Satin Vs. Eggshell Paint
Two of the most popular interior paint choices are eggshell and satin. Neither of them are excessively dull or shiny, just enough to make the paint project stand out. It’s common to know these paint types by name, but do you know the differences they have from each other? Today we will be talking about the similarities and differences of these two paint types that will help you decide which one is best for your next home project.
Conceals Surface Flaws-
Even though satin can resist potential surface flaws, it won’t do as great of a job hiding them. If your walls have scratches, dents or scuffs prior to painting, your best choice would be eggshell. Eggshell does a better job at concealing imperfections because it is dull. Any shine will reflect light and make these imperfections stand out which is why satin is not a good choice for already damaged surfaces. If you have a blemished surface but would rather go with satin, make sure you take the necessary time to sand and fill in these imperfections before painting.
Although it is a $1-$2 difference, eggshell is typically going to be cheaper than satin paint. Satin is more resistant and provides more benefits in the long run making it a couple bucks more than eggshell. The quality of the paints are the same, it’s just a matter of how much value is in the pros.
If you are working with a small space, satin will give that extra shine that will add more depth to expand your space. Although the shine isn’t extra by any means, it’s just enough to let off that slight shimmer similar to velvet. Satin is great to use in a small bathroom, hallway, nook or bedroom.
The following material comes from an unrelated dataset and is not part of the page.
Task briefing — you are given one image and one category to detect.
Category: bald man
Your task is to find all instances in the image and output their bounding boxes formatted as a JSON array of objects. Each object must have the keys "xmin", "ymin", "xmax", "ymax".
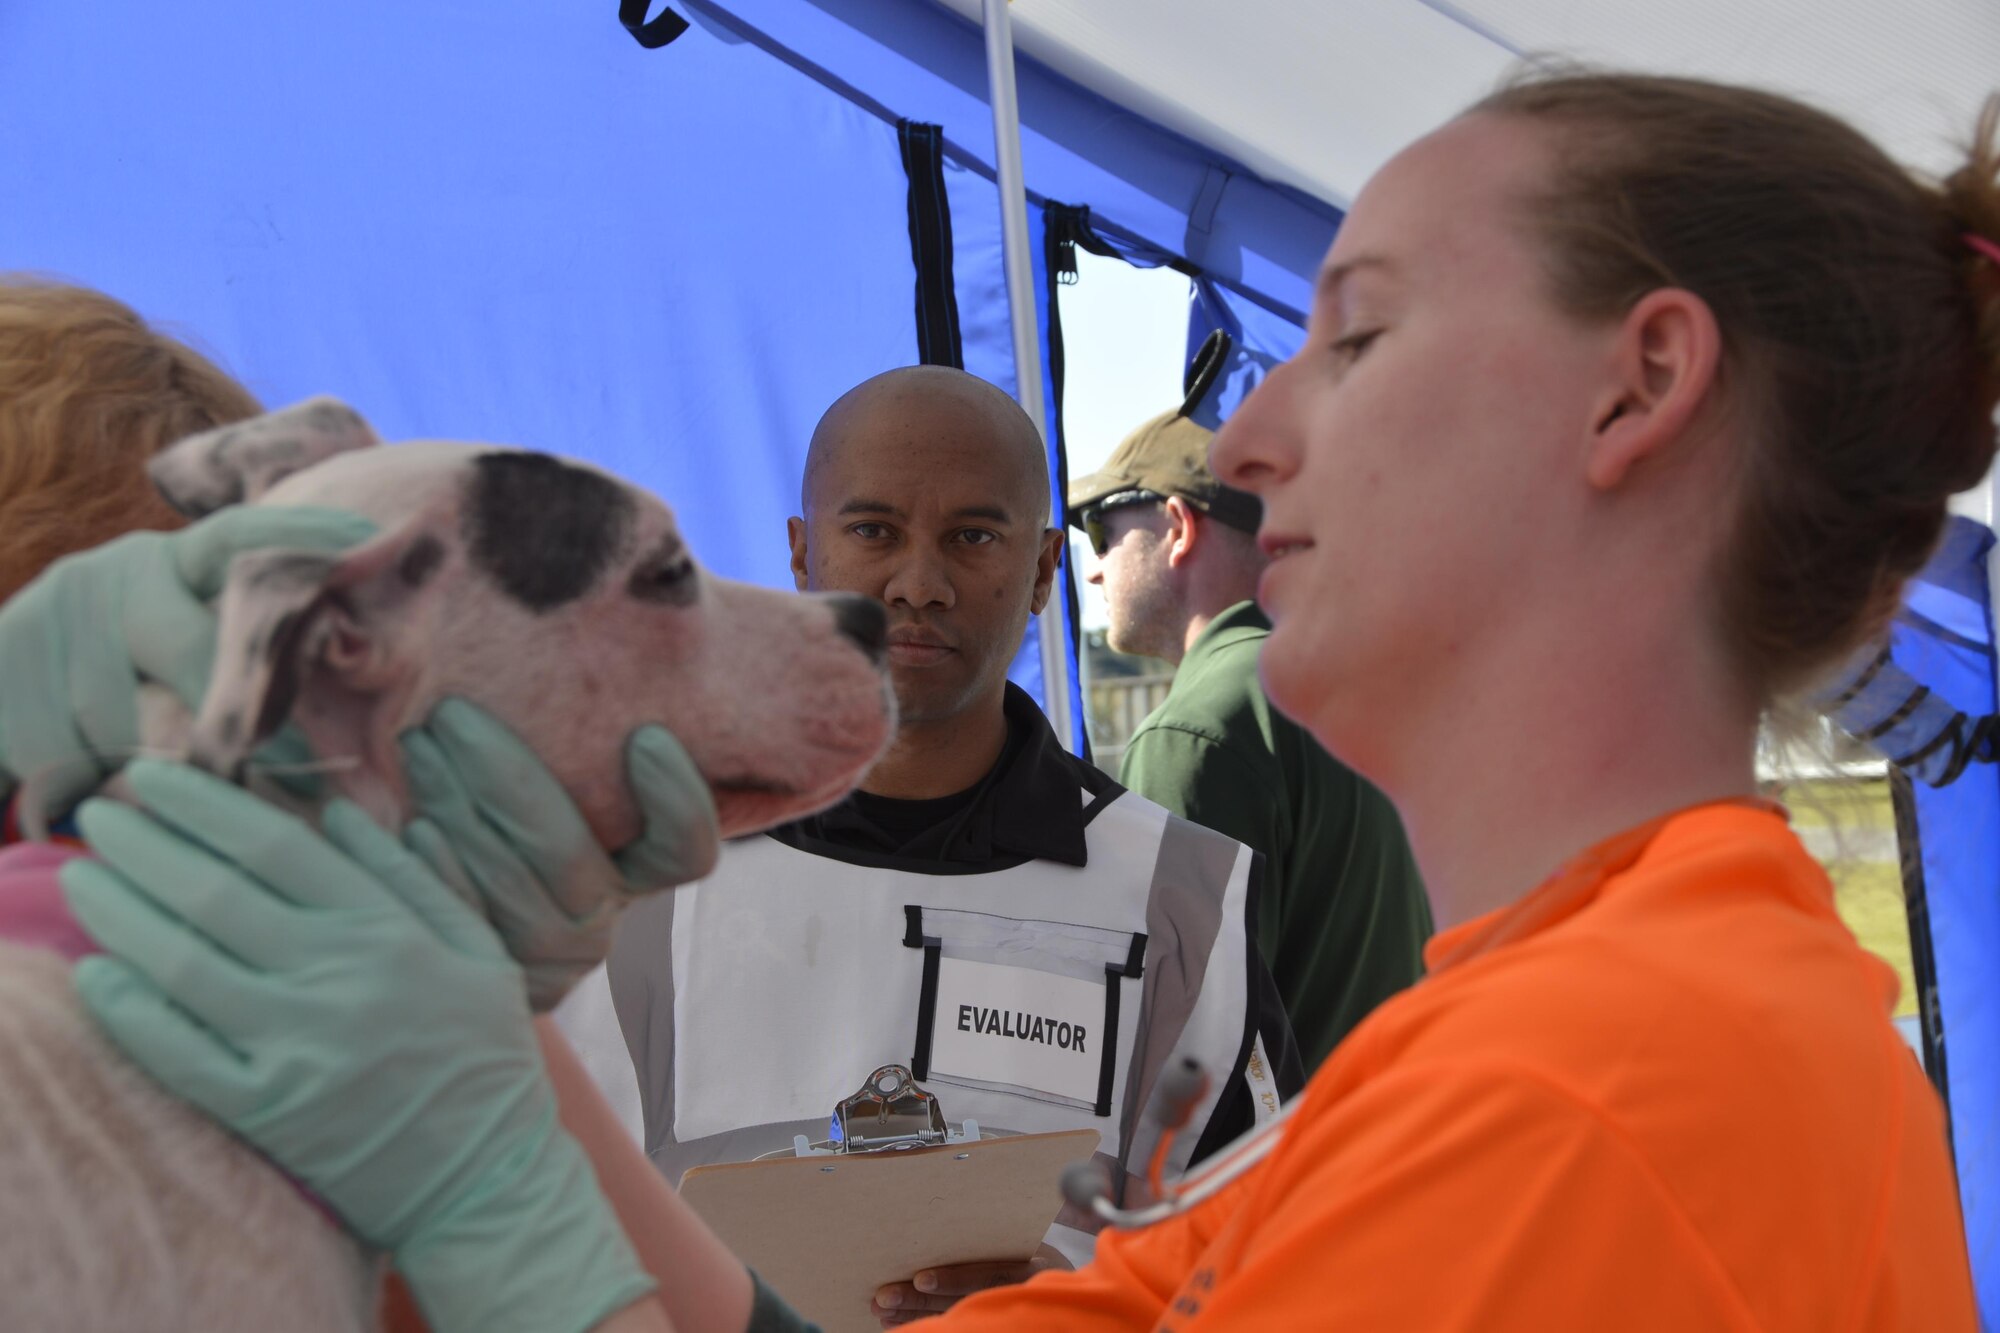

In contrast, eggshell is more one dimensional and will not provide any hint of shine to expand small spaces.
Paints with more shine are less pigmented and have more binders added to them. This makes the paint more flexible, tough and durable. If you are working with a piece of furniture or areas of your home that are prone to higher traffic, satin is the way to go. Satin paint is going to be more resistant to dents, divots, scuffs and scratches. Eggshell paint is more likely to become damaged to any rough contact because it contains more pigment and less binding agents.